Ordinateur

Une minute de lecture

Mon ordinateur a rendu l'âme sans prévenir. Rien ne m'y avait préparé. La perte, irréversible, est terrible, affreuse ; mes neurones en flétrissent d'horreur comme des villageoises devant un bébé mort, mes villageoises en mélangent leurs synapses. Et j'en maudis mon village.

Écrivant beaucoup, j'avais de nombreuses ébauches de romans, plusieurs chapitres honorables et quantité de notes pour quantité de projets d'écriture. Dessinant énormément, j'accumulais des tonnes de pages de bande dessinée, certaines seulement crayonnées, la plupart encrées, d'autres colorisées et finalisées, ainsi qu'une belle masse d'animations – ô joie des mouvements décédés – qui m'animaient le cœur. Surtout, puisque je fais de la programmation de jeux vidéo, je possédais une importante réserve de scripts et de ressources graphiques que j'avais longtemps travaillées dans un méticuleux soucis de bonheur vidéoludique. Je n'excelle dans aucun de ces domaines, mais je me considère au moins crédible dans chacun d'eux, comme le gentil bricoleur d'un village dont les habitantes seraient de tendres idiotes aimant les bébés vivants. Il est tellement délicieux de passer du temps à programmer des systèmes de sauvegarde et de checkpoints pour épargner à un guerrier lézard les affres d'un roguelike quand on omet dangereusement soi-même de sécuriser l'ensemble de son travail !
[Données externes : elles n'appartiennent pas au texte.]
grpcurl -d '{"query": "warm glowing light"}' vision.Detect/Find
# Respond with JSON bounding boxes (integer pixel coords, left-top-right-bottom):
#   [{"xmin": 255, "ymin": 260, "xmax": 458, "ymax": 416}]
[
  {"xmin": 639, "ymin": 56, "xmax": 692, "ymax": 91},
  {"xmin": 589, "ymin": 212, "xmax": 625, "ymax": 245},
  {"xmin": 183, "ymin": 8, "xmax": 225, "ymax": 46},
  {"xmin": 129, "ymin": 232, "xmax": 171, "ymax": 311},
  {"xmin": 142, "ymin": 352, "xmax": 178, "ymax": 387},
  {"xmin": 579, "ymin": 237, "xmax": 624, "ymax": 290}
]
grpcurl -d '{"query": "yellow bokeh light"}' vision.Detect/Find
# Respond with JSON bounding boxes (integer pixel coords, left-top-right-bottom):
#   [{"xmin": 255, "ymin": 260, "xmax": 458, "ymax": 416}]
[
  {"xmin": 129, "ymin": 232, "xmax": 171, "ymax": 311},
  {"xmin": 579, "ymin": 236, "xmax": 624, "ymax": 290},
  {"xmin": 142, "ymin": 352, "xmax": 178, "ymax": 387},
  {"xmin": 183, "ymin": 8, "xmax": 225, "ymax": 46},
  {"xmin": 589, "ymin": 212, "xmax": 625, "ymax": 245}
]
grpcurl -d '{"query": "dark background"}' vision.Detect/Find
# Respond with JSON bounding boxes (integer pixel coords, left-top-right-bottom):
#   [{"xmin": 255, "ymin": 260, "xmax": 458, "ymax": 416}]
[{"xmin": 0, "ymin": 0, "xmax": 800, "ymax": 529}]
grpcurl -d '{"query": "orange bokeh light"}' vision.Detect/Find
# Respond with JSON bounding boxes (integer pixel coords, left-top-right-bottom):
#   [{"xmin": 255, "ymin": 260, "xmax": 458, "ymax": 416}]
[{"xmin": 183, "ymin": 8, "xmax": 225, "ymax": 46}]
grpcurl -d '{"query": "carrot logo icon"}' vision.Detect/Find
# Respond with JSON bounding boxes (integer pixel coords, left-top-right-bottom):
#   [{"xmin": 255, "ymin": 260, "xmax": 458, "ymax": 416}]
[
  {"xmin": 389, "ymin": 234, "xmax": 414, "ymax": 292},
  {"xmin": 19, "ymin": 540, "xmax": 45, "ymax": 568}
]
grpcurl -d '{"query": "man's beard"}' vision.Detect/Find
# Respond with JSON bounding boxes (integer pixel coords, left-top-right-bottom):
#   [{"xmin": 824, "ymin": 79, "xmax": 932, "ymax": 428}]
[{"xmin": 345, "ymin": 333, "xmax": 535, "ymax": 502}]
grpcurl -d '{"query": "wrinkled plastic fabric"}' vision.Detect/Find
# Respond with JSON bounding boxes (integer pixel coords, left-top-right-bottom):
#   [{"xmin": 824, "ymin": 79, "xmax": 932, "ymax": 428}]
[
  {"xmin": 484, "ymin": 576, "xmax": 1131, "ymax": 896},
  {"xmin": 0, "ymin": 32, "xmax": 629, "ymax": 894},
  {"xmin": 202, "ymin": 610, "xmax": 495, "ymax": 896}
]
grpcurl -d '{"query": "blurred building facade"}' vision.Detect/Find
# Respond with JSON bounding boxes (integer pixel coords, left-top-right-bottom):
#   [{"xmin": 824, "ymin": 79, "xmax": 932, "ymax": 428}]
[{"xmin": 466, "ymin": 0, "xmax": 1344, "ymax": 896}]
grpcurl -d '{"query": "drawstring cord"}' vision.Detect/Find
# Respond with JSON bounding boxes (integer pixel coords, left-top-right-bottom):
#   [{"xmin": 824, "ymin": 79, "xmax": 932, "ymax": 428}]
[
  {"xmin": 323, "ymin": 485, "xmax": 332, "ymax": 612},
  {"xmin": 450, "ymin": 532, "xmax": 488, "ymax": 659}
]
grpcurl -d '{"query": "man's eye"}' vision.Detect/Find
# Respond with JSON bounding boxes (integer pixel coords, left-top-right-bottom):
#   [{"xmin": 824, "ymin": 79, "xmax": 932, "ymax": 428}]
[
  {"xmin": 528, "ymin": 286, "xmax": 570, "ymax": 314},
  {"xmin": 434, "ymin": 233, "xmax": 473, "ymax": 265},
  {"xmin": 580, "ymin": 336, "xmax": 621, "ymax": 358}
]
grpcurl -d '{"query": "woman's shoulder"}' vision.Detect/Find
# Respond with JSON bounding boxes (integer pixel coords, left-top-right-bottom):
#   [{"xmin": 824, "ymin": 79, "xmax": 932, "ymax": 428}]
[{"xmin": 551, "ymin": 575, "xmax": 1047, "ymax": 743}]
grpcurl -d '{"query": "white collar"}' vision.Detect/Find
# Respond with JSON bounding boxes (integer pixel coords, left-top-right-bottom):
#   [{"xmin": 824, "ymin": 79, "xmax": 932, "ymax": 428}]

Ô grand Tim, seigneur de ces terres, comme je crains les vers et effluves des couches que tu me laisses ! Comme je blémis de métamorte blancheur devant ta redoutable inefficacité ! Et ta façon de te parler à toi-même, comme elle me sidère ! j'en deviendrais une purée de fontanelle si je me connaissais le pouvoir de devenir quelque chose. Pendant que tu te tutoies à la santé d'un troisième paragraphe obligatoire, je m'en vais boire un verre de coca en compagnie d'un verre vide, un verre beau comme ta transparence, ô semeur de corps en mal de naître. Et tandis que je boirai, je me ferai une joie de nous fermer la gueule, pour avaler ce qu'il nous faut bien avaler, ô majestueux placenta désert, poche de coca déçu. Si je m'amusais moins fort, je crois que je ne t'aimerais plus.